The report, “Meeting the Needs of Tomorrow’s Distributors,” finds that although distributors want advisers to increase their usage of home office-driven models, adviser adoption of such models has decreased.
Despite advisers’ concerns about model portfolios, interviews with executives at all of the major broker/dealer firms highlight that distributors are looking to improve usage of models – expecting nearly a third (31.1%) of asset flows to come from these portfolios in the next 12 months. Yet data from the Q2 2011 Benchmarking Survey by kasina’s FA Vision service reveals that the percentage of financial intermediaries who use home-office models has decreased from 67.1% to 61.6% in the last six months.
FA Vision found that intermediaries are skeptical of their home office decisions, with only 26.1% of financial intermediaries have “strong trust” in the home office as of Q2 2011, with a majority (63.9%) having low to moderate trust in the home office.
“Some advisers are reluctant to place greater assets in models because of distrust in the asset allocation or investment decisions made by home office research.

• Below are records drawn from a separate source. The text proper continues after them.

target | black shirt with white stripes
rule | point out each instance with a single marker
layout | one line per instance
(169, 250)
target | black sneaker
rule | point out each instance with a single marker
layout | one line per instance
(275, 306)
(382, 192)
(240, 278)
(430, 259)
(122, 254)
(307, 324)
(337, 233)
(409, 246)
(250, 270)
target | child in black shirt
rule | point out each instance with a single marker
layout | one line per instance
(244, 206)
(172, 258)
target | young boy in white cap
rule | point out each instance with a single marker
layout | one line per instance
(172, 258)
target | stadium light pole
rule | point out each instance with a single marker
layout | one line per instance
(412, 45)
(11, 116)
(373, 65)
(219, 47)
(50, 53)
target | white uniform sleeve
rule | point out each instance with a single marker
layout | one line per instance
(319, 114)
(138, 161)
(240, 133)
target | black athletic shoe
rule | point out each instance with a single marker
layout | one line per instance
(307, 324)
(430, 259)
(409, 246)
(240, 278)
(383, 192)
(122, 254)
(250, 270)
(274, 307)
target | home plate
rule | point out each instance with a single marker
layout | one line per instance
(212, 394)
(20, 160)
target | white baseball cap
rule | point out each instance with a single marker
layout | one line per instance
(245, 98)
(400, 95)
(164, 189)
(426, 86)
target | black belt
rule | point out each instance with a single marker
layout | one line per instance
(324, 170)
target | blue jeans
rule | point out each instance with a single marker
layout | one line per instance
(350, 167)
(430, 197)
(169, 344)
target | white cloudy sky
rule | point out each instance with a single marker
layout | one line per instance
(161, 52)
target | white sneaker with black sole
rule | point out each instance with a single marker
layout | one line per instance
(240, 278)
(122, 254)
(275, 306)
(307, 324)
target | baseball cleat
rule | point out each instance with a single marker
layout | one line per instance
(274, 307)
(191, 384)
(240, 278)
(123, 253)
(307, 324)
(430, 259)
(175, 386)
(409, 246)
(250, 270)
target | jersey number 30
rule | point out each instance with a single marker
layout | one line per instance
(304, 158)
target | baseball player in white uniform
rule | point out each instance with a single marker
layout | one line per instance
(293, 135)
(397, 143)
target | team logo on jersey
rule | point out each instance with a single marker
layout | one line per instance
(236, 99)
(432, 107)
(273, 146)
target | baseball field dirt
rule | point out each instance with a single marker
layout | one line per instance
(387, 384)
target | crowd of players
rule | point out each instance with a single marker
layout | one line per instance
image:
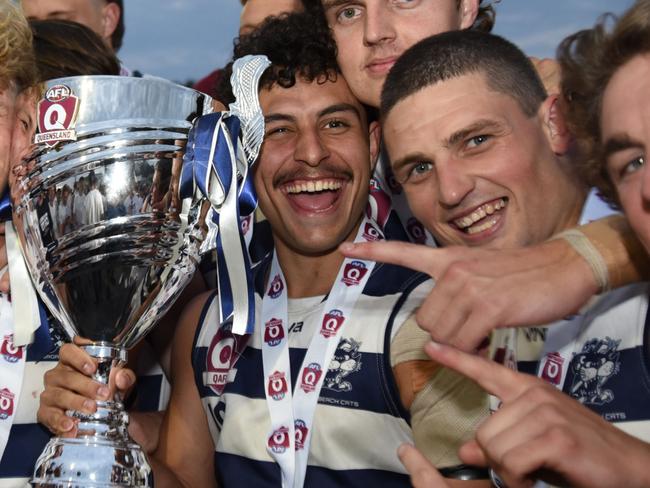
(399, 117)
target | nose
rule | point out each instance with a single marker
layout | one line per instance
(310, 148)
(454, 183)
(645, 184)
(379, 25)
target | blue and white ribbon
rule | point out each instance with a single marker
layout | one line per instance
(221, 147)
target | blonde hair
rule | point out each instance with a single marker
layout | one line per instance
(17, 64)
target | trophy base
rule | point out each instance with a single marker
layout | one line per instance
(103, 455)
(91, 462)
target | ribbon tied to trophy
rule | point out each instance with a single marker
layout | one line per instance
(221, 149)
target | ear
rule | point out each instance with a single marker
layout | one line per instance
(468, 11)
(374, 134)
(111, 13)
(554, 124)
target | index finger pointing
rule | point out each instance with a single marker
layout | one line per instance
(414, 256)
(492, 377)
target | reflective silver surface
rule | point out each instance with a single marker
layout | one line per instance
(108, 241)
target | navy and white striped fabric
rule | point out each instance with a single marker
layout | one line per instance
(359, 421)
(27, 437)
(609, 371)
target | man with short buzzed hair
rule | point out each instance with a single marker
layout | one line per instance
(105, 17)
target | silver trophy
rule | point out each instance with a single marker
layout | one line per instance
(108, 241)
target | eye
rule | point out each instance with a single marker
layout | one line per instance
(632, 166)
(348, 14)
(418, 170)
(477, 141)
(273, 131)
(336, 124)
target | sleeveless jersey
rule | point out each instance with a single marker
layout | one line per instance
(359, 421)
(27, 437)
(607, 364)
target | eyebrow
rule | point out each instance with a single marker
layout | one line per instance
(478, 126)
(619, 142)
(332, 109)
(340, 107)
(408, 159)
(328, 4)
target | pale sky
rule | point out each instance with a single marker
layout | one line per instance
(186, 39)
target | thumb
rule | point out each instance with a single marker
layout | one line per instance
(470, 453)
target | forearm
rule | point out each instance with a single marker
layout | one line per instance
(625, 257)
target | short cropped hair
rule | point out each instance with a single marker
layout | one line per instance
(297, 44)
(589, 59)
(66, 48)
(118, 33)
(16, 55)
(450, 55)
(484, 19)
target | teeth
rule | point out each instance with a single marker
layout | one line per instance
(479, 214)
(480, 228)
(313, 186)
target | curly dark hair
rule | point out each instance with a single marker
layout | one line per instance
(118, 33)
(588, 60)
(66, 48)
(297, 44)
(484, 19)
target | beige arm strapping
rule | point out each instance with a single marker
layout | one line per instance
(613, 251)
(446, 408)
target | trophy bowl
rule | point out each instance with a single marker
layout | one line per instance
(108, 241)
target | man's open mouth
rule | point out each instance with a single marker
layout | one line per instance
(481, 218)
(313, 195)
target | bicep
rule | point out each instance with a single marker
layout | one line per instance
(186, 446)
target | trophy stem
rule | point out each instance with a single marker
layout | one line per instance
(102, 454)
(110, 420)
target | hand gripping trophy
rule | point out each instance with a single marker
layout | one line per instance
(111, 265)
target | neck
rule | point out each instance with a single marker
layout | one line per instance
(310, 275)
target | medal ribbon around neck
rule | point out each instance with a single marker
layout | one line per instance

An additional fear among advisers is that turnkey solutions like model portfolios diminish their value-proposition and inhibit the portfolio’s portability,” says Hari Krishnaswami, FA Vision Product Manager.
“The current market volatility will give advisers an opportunity to test the risk measures of home office-driven models in addition to how well these portfolios perform,” says Krishnaswami. “As distributors become more progressive and the centralization of investment decisions grow, we anticipate the overall fund flows controlled by the home office to grow, but they will need to perform well in volatile markets in order to gain advisors’ trust.”